Pekanbaru -
Wali Kota Pekanbaru Agung Nugroho menetapkan Pembelajaran Jarak Jauh (PJJ) bagi peserta didik jenjang PAUD/TK, SD, dan SMP mulai Rabu hingga Sabtu, 16-19 September 2026. Keputusan tersebut diambil setelah kualitas udara Kota Pekanbaru kembali memburuk dan dinilai sudah tidak aman bagi kesehatan anak-anak.
Agung menetapkan kebijakan itu setelah memimpin rapat evaluasi bersama organisasi perangkat daerah terkait, Kepala Stasiun Meteorologi Sultan Syarif Kasim II Pekanbaru sekaligus Koordinator BMKG Riau Warjono, S.Si., M.Kom., serta dokter spesialis paru konsultan Dr. dr. H. Surya Hajar Fitria Dana.
"Mulai besok sampai hari Sabtu, seluruh satuan pendidikan PAUD, TK, SD, dan SMP melaksanakan pembelajaran jarak jauh. Keputusan ini kita ambil karena kondisi udara sudah sangat tidak sehat, terutama bagi anak-anak," kata Agung, Selasa (15/9/2026).
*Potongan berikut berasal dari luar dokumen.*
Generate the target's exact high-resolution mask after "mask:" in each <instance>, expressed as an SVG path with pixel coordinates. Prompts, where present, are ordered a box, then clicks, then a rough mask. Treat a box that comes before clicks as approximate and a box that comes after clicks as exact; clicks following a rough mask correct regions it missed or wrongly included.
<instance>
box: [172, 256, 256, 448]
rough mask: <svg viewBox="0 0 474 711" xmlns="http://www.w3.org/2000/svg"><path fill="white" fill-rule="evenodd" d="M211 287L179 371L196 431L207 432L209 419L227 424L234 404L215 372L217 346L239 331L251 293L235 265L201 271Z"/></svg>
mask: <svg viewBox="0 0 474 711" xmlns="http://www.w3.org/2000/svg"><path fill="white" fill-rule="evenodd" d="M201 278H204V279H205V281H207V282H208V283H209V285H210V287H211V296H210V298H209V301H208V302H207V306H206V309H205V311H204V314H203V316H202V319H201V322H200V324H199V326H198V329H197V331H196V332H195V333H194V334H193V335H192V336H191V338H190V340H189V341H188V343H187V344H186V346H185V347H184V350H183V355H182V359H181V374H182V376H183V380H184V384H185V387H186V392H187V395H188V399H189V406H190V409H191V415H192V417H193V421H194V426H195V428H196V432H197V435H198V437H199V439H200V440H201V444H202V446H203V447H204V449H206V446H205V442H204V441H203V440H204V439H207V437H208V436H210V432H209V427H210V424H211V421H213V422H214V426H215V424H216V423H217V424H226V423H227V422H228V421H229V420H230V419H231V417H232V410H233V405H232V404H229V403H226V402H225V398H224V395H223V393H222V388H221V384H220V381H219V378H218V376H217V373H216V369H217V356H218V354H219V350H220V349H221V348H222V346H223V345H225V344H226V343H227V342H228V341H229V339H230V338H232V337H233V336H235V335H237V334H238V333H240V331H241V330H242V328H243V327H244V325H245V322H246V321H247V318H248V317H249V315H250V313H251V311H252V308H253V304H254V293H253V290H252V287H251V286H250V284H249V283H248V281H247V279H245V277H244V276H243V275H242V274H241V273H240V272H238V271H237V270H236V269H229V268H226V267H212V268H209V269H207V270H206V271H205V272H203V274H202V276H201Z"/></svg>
SCROLL TO CONTINUE WITH CONTENT
Berdasarkan data yang dipaparkan dalam rapat, angka pemantauan kualitas udara BMKG pada pukul 14.00 WIB mencapai 220, sedangkan Indeks Standar Pencemar Udara (ISPU) tercatat 243. Kondisi tersebut berada dalam kategori sangat tidak sehat dan berisiko membahayakan kesehatan.
Agung menegaskan, kebijakan ini bukan meliburkan proses belajar. Anak-anak tetap mengikuti pembelajaran dari rumah dengan pendampingan orang tua dan materi yang disiapkan oleh sekolah.
"Kepada para guru, siapkan pembelajaran dengan baik dan jangan memberikan tugas yan justru memberatkan anak maupun orang tua. Kepada orang tua, kami mohon mendampingi anak-anak selama mengikuti PJJ," ujarnya.
Dokter spesialis paru konsultan Dr. dr. H. Surya Hajar Fitria Dana menilai kondisi udara saat ini sudah tidak sehat bagi anak-anak. Karena itu, keputusan menghentikan sementara pembelajaran tatap muka dan mengalihkan kegiatan belajar ke rumah merupakan langkah yang tepat.
"Anak-anak tidak seharusnya terlalu banyak terpapar udara dengan kondisi seperti sekarang. Langkah pemerintah untuk sementara tidak menghadirkan anak-anak ke sekolah dan melaksanakan PJJ sudah tepat demi melindungi kesehatan mereka," jelas Surya Hajar.
Sementara itu, Kepala Stasiun Meteorologi Sultan Syarif Kasim II Pekanbaru Warjono menjelaskan, kabut asap menyebabkan jarak pandang di Pekanbaru turun hingga kurang dari 1.000 meter.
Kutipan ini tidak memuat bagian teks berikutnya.